Last Updated: Friday - 09/24/2010
Week of March 29, 2004
A great apostle of poverty
St. Francis of Paola first lived as a hermit
St. Francis di Paola -- Feast day -- April 2
By TED FITZGERALD
Special to the WCR
San Antonio, Texas
In downtown San Antonio, not far from the city centre at San Fernando Cathedral, there's an attractive church that seems to have successfully resisted the urban growth that has doomed other big city parishes.
San Francesco di Paola was lovingly built in 1927 by area residents of Italian descent who, at a mission given by Mexican expatriate Father Saverio Vecchio a year earlier, resolved to quickly acquire a church of their own.
Now, years later, an ongoing effort is underway to attract old and new people to this once-thriving community house of worship.
Red brick Romanesque
The church so quickly put up by its enthusiastic 1,400-member congregation is appropriately, Romanesque in style. It faces south across Piazza Italia, its red brick fa‡ade set off with white masonry and the whole framed by the spreading tree branches of attractive Columbus Park. Midway up the bell tower, the parish patron is sculpted in white stone.
Born in Paola in 1416, Francis was not one of the great Italian religious activists but rather a humble and prayerful man who led a most austere existence. Living as a hermit after age 13, he attracted others interested in adopting his devout exercises of charity, penance and year-round Lenten observances.
In 1436, Francis founded the order of Minims. Other monasteries were established in Italy and in France where he spent 25 years as a confidant of the king. He died in his simple cell at 91, remembered as "the great apostle of poverty" and was canonized a short 12 years later.
St. Francis' image dominates the reredos of his church. He carries a staff with a golden disc bearing the word "charitas," an emblem usually associated with the saint.
From his elevated position above a prized Carrara marble altar and beneath the sanctuary's apsidal dome he looks out at a nave flanked by colonnaded side aisles. Illumination in the church is through round-topped, priceless stained glass windows that portray events in the life of Christ and familiar saints.
Another statue of the saint from the waist up reposes to the right of the sanctuary for use in processions on special feast days.
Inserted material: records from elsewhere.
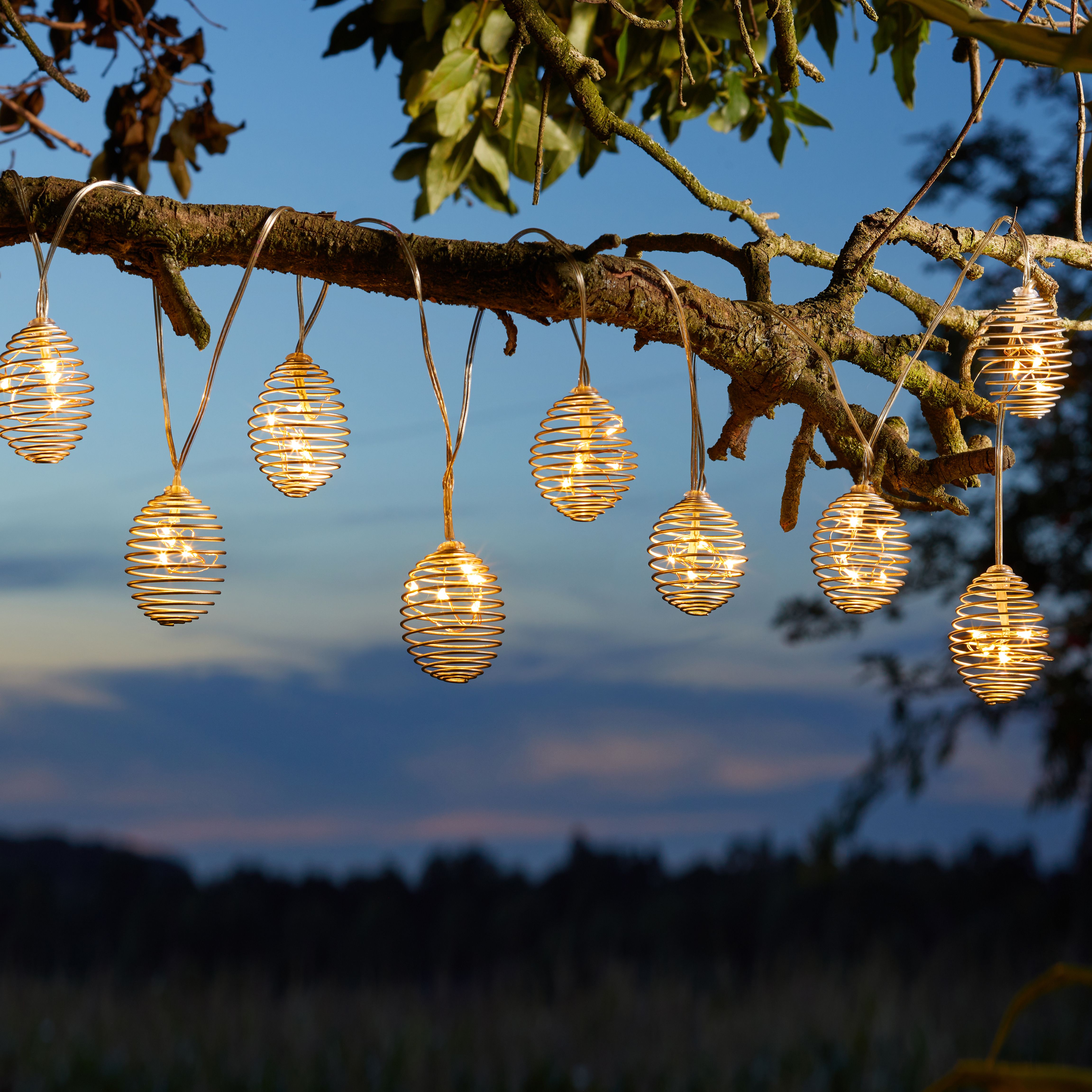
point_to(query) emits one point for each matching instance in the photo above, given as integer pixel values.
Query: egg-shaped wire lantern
(451, 614)
(43, 393)
(581, 459)
(860, 551)
(999, 640)
(299, 429)
(696, 555)
(1025, 354)
(175, 555)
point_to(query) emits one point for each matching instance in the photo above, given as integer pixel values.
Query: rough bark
(769, 365)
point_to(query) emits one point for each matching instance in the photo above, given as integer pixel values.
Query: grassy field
(801, 1030)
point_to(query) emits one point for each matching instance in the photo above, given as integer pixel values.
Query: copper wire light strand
(43, 302)
(697, 434)
(452, 449)
(259, 243)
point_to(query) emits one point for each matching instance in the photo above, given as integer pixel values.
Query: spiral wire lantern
(172, 546)
(43, 386)
(1024, 350)
(860, 549)
(299, 431)
(581, 461)
(696, 548)
(451, 603)
(999, 641)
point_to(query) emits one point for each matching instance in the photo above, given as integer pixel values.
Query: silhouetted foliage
(77, 909)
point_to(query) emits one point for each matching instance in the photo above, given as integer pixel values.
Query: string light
(451, 614)
(43, 386)
(999, 641)
(1025, 354)
(297, 431)
(697, 555)
(451, 602)
(43, 393)
(174, 557)
(581, 459)
(860, 551)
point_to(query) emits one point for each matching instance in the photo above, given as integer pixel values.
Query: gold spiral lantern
(860, 551)
(1025, 354)
(999, 641)
(174, 557)
(43, 393)
(299, 429)
(452, 614)
(697, 555)
(581, 459)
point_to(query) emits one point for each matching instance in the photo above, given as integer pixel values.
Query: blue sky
(290, 726)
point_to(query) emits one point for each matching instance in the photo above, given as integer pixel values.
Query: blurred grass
(802, 1029)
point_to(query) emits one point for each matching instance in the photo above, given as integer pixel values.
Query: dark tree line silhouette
(77, 910)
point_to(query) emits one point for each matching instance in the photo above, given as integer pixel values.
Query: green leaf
(452, 112)
(497, 32)
(1072, 53)
(454, 73)
(779, 132)
(484, 187)
(449, 163)
(804, 115)
(491, 155)
(459, 28)
(433, 17)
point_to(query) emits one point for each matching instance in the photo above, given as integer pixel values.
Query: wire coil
(452, 613)
(999, 641)
(299, 431)
(860, 551)
(1025, 354)
(174, 551)
(580, 458)
(696, 551)
(43, 393)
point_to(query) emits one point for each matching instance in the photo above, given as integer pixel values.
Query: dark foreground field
(753, 976)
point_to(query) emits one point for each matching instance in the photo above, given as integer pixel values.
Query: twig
(220, 27)
(41, 126)
(684, 60)
(43, 62)
(53, 24)
(1079, 181)
(751, 12)
(756, 68)
(520, 39)
(542, 137)
(809, 69)
(646, 24)
(976, 63)
(949, 155)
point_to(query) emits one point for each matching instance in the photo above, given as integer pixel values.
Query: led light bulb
(581, 461)
(1025, 354)
(299, 429)
(174, 557)
(43, 393)
(997, 640)
(451, 614)
(695, 550)
(860, 551)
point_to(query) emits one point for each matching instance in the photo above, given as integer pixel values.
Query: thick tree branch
(157, 238)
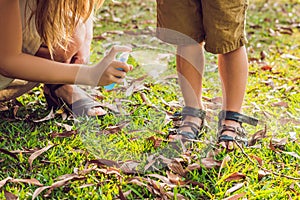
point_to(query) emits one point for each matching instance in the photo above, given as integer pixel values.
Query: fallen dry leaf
(258, 159)
(177, 168)
(210, 163)
(262, 173)
(280, 104)
(8, 153)
(32, 181)
(64, 134)
(38, 153)
(104, 162)
(51, 115)
(234, 188)
(235, 196)
(235, 176)
(10, 196)
(56, 185)
(224, 162)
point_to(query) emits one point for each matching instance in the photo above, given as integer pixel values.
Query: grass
(272, 96)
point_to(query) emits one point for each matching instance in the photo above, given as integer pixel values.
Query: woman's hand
(106, 71)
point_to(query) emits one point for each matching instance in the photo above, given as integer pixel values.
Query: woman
(48, 42)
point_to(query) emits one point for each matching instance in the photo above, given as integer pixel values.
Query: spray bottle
(123, 57)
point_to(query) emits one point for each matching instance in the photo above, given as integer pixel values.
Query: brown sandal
(196, 129)
(78, 108)
(240, 131)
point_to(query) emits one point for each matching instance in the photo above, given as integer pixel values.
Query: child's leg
(233, 69)
(190, 65)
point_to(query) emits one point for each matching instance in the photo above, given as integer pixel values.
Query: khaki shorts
(218, 23)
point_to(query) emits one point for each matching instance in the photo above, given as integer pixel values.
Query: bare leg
(190, 65)
(233, 69)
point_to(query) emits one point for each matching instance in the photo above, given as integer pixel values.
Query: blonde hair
(56, 20)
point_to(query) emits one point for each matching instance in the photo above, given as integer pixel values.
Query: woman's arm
(15, 64)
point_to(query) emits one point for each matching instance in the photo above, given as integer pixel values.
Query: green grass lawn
(124, 155)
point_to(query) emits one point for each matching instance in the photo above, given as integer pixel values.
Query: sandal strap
(238, 117)
(194, 112)
(82, 106)
(187, 134)
(195, 128)
(241, 134)
(53, 87)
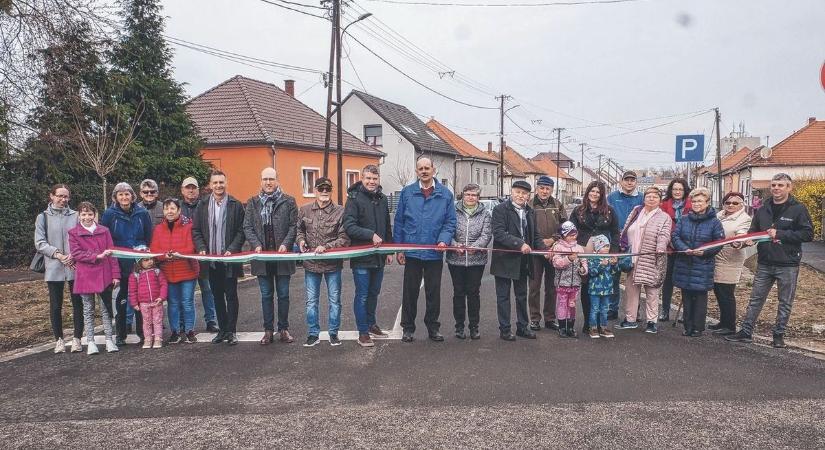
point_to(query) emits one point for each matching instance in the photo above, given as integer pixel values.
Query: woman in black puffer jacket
(592, 218)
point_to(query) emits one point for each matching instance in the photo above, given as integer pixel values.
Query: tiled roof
(459, 144)
(246, 111)
(406, 123)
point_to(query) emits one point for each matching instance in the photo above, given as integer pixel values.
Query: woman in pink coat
(96, 273)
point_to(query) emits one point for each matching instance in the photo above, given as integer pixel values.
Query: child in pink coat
(148, 290)
(568, 280)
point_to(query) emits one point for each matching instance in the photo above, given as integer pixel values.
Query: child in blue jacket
(602, 272)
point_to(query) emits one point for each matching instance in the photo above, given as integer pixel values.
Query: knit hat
(600, 242)
(568, 228)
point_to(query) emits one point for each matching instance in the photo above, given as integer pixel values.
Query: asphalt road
(636, 390)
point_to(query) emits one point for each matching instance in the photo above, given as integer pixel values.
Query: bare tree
(102, 140)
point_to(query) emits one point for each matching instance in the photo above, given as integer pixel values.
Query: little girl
(148, 289)
(97, 273)
(602, 273)
(569, 271)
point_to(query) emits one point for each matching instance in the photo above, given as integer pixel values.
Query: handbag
(38, 263)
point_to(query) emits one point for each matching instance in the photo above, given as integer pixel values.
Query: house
(401, 136)
(472, 165)
(248, 125)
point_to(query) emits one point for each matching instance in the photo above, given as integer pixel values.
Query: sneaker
(365, 340)
(594, 333)
(625, 325)
(312, 341)
(59, 346)
(740, 336)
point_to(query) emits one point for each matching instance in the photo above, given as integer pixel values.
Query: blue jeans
(181, 298)
(208, 301)
(269, 284)
(312, 281)
(599, 304)
(367, 287)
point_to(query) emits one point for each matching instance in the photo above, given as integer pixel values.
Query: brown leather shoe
(286, 338)
(268, 338)
(376, 331)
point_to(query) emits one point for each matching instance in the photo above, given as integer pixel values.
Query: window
(373, 135)
(353, 176)
(309, 175)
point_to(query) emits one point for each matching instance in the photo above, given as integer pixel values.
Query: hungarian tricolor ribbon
(388, 249)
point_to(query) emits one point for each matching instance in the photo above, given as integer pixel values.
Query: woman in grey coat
(51, 239)
(472, 229)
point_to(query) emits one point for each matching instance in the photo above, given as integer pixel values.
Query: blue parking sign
(690, 148)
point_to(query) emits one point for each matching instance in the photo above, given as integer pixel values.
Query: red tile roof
(246, 111)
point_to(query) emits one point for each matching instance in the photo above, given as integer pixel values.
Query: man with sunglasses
(789, 225)
(320, 228)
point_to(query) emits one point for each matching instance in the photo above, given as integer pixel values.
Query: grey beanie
(123, 186)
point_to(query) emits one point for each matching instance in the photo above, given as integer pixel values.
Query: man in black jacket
(513, 225)
(217, 229)
(789, 225)
(367, 222)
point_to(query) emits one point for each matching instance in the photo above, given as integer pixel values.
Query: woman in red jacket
(174, 235)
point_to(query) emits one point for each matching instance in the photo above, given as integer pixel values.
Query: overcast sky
(566, 66)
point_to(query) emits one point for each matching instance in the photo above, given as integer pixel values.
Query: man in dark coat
(367, 222)
(513, 229)
(217, 229)
(269, 224)
(789, 225)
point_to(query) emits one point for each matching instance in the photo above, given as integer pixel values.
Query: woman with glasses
(736, 222)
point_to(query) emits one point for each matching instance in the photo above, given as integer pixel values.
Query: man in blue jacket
(425, 215)
(622, 200)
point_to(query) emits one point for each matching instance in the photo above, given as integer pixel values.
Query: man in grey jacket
(269, 224)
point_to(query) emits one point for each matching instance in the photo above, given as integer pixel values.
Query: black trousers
(695, 309)
(120, 305)
(667, 287)
(727, 304)
(56, 309)
(414, 271)
(503, 303)
(466, 294)
(225, 292)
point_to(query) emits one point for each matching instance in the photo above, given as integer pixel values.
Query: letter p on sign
(690, 148)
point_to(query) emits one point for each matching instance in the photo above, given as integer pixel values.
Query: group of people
(655, 240)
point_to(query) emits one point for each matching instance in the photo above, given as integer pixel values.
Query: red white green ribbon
(388, 249)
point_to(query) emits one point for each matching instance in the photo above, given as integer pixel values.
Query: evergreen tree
(141, 60)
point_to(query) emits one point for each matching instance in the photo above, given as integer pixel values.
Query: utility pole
(718, 157)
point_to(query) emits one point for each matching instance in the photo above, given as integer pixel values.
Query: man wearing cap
(513, 229)
(190, 193)
(319, 229)
(425, 215)
(549, 214)
(622, 200)
(269, 224)
(788, 223)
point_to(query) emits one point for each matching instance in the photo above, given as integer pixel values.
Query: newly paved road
(636, 390)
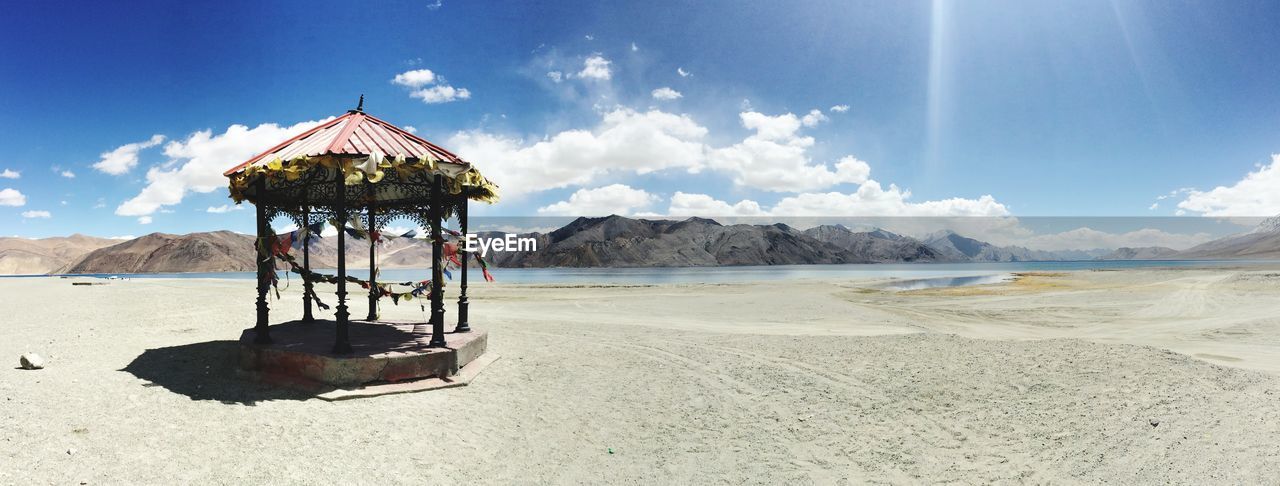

The book he holds is entitled Charitas.
Appropriately, when the church opened, Father Vecchio became its first pastor and established a thriving parish. San Francesco soon offered a variety of lay organizations and activities which continue to this day.
Eventually, time and progress began to affect the district. Residential areas were re-zoned and younger generations started fleeing the city core for the more family-friendly suburbs. Most seriously, a freeway carrying four major highways was pushed through just a block from the church. And, although some access exists beneath the elevated roadway, the parish was effectively cut in two. Mass attendance dropped off as the area began to stagnate.
Then, in 1997 new life was injected into the parish following observances of its 70th anniversary. These were enormously successful and included sung Masses, receptions and the publication of a glossy souvenir booklet.
As another way to revive interest in the church, parishioner Frank Pantuso published an innovative series of historic walks.
These show, on city land plots, the home-sites of early residents in the book My Catholic Italian Community, which also includes brief family histories in the text.
Today, San Francesco, just four blocks from San Antonio's tourist area and Market Square, attracts visitors to 6 p.m. weekday Masses and to two weekend liturgies. Mass is celebrated for the deaf community Sundays at 11:15 a.m., part of an ongoing ministry, with full participation in parish activities.
Pastor Father Guy Blair, when not involved with baptisms, weddings, funerals, a dozen parish organizations, signing Masses for the deaf and celebrating daily Eucharist, seems to be always available, even for unscheduled confessions.